In einem Nachtdienst hatten wir genau diese Situation – ein älterer Patient war am Abend aufgenommen worden – sein Allgemeinzustand und seine Blutgase verschlechterten sich rapide. Um ein Uhr nachts kam der Sohn noch einmal ins Krankenhaus, da die Ärzt:innen schnell eine Entscheidung brauchten, ob sie versuchen sollten zu intubieren, um dem Leben des Mannes eine Chance zu geben. Letztendlich entschied sich der Sohn gegen die Intubation und am nächsten Morgen war der Patient verstorben.

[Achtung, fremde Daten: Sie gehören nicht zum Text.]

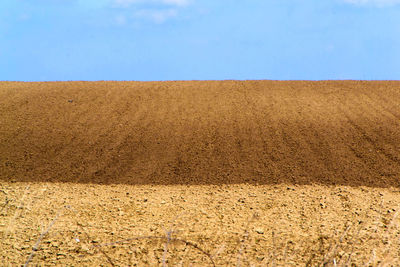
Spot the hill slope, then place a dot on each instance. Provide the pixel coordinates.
(201, 132)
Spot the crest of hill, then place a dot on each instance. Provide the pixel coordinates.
(201, 132)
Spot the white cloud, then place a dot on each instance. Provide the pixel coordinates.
(378, 3)
(127, 3)
(158, 16)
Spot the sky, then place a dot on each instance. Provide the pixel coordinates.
(156, 40)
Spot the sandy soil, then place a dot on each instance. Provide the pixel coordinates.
(203, 173)
(261, 225)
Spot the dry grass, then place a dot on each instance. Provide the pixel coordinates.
(174, 247)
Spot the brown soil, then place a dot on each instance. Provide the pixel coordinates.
(202, 132)
(238, 173)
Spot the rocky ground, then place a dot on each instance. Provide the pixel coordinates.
(126, 225)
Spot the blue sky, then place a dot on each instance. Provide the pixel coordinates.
(58, 40)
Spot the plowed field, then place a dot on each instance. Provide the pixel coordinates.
(200, 172)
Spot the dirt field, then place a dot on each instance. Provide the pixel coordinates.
(202, 172)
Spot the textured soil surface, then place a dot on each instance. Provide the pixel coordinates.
(200, 173)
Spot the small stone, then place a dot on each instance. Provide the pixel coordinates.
(259, 231)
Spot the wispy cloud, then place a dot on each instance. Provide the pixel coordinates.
(378, 3)
(155, 11)
(127, 3)
(158, 16)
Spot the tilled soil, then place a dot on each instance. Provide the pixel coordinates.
(201, 132)
(200, 172)
(225, 225)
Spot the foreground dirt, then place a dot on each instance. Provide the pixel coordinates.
(205, 132)
(263, 225)
(235, 173)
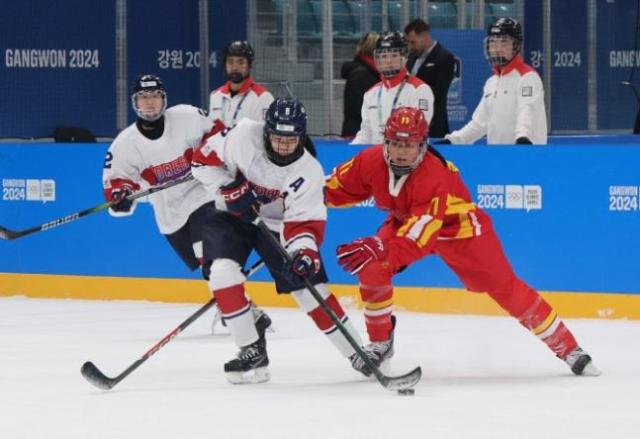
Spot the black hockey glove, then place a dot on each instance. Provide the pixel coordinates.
(240, 199)
(304, 263)
(523, 141)
(119, 201)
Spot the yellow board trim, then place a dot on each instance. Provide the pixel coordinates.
(417, 299)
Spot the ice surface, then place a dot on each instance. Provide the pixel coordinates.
(483, 377)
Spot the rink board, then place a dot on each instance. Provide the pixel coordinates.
(429, 300)
(568, 217)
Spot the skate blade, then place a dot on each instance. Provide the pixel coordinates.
(590, 370)
(254, 376)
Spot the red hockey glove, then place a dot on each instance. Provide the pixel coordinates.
(240, 199)
(354, 256)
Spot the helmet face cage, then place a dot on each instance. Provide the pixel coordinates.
(147, 84)
(405, 125)
(239, 48)
(503, 30)
(285, 117)
(389, 44)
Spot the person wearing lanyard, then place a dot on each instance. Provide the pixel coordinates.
(430, 61)
(240, 96)
(397, 88)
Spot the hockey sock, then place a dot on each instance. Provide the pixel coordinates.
(322, 320)
(535, 314)
(378, 305)
(544, 323)
(237, 314)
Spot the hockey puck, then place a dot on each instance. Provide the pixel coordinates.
(406, 392)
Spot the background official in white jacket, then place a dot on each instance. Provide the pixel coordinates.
(512, 106)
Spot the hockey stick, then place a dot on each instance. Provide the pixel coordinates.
(14, 234)
(390, 383)
(91, 372)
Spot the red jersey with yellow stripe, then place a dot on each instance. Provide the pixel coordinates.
(430, 203)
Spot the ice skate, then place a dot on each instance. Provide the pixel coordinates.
(250, 364)
(581, 363)
(378, 352)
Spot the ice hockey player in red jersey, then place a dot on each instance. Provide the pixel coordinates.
(263, 170)
(431, 212)
(158, 148)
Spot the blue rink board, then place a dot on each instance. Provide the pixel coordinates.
(582, 239)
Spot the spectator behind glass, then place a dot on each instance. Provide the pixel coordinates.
(361, 75)
(431, 62)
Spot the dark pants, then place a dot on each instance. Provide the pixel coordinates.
(225, 236)
(182, 240)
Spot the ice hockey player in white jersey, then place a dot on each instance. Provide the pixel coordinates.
(265, 171)
(240, 96)
(158, 148)
(397, 89)
(511, 109)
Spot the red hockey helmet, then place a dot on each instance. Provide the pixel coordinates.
(406, 125)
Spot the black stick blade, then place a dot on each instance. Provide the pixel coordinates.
(96, 377)
(6, 233)
(404, 381)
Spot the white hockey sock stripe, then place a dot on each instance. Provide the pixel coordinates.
(242, 327)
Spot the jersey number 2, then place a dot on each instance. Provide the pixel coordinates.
(296, 184)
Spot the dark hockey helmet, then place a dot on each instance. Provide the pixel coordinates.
(406, 124)
(503, 28)
(148, 84)
(285, 117)
(239, 48)
(390, 42)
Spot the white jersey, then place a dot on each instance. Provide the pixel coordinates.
(134, 158)
(512, 106)
(403, 90)
(291, 197)
(251, 101)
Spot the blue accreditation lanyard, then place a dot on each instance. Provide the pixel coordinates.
(383, 122)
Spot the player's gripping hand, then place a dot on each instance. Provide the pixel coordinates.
(240, 199)
(356, 255)
(117, 194)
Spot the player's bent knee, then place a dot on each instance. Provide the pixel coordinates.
(224, 273)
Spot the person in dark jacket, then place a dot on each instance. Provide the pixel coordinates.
(435, 65)
(361, 75)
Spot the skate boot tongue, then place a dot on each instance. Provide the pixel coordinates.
(250, 364)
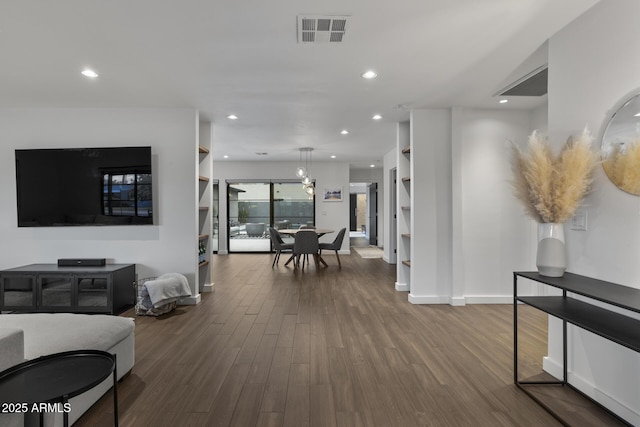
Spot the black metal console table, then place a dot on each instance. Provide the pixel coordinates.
(56, 378)
(610, 325)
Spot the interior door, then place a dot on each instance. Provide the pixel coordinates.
(373, 213)
(353, 212)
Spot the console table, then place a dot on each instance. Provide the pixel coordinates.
(52, 288)
(610, 325)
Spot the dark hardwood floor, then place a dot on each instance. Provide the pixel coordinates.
(329, 347)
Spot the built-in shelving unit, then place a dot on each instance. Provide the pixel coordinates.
(405, 202)
(621, 329)
(204, 210)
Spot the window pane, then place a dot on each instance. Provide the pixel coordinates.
(249, 217)
(291, 206)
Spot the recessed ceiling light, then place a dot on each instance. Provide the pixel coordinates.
(369, 74)
(89, 73)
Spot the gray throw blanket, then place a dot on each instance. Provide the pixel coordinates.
(165, 289)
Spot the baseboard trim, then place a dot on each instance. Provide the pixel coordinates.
(428, 299)
(489, 299)
(623, 411)
(402, 287)
(458, 301)
(190, 300)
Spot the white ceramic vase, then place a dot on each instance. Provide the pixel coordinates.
(551, 259)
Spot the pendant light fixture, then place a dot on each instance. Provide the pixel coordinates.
(301, 171)
(304, 172)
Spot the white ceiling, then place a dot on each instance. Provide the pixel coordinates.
(242, 57)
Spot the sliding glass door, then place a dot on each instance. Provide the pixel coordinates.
(254, 206)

Neben den körperlichen Beschwerden, unter denen die Coronapatient:innen offensichtlich litten, wurde mir mit der Zeit immer mehr bewusst, welche psychischen Probleme die Infektion mit Covid-19 mit sich bringt. Man stelle sich vor seit 35 Tagen auf der Intensivstation zu liegen, vielleicht zwei Wochen davon intubiert und viele Tage noch so schwach zu sein, dass man sich nicht selbstständig bewegen kann. In dieser Zeit darf man eigentlich kaum Besuch empfangen und wenn, dann immer nur von einer Person, die meist nur an der Zimmertür stehen darf. Außerdem gibt es zum Beispiel keinen Fernseher und man kann nicht wirklich nach draußen schauen. Eigentlich liegt man also bis auf die paar Male am Tag, wo die Pflegekräfte oder Ärzt:innen ins Zimmer kommen, den ganzen Tag alleine im Bett und hört die Geräusche der medizinischen Geräte und das Ticken der Uhr. Und dann soll man versuchen stark zu bleiben und gegen die Infektion anzukämpfen. Eine Situation, die man wirklich niemandem wünscht.

Viele Pflegekräfte haben mir erzählt, dass die Arbeit mit den Covid-Patient:innen nach nun schon über einem Jahr sowohl physisch als auch psychisch sehr belastend ist. Vor allem, als kürzlich mehrere Pflegekräfte trotz Impfung selbst positiv getestet wurden (was sehr selten ist, aber trotzdem passieren kann) und auf einmal nur noch zwei examinierte Intensivfachpflegekräfte in einer Schicht arbeiten konnten.

Andererseits seien viele auch froh, dass sie die Möglichkeit gehabt haben, die ganze Zeit ihren Beruf weiter ausüben zu können und nicht in Kurzarbeit oder ins Homeoffice geschickt werden mussten, wie andere.

Ich möchte allen für die Tage auf der Intensivstation danken, an denen ich Höhen und Tiefen erleben durfte und an denen ich mich trotz stressiger Situationen immer gut aufgehoben und in den Arbeitsalltag integriert gefühlt habe.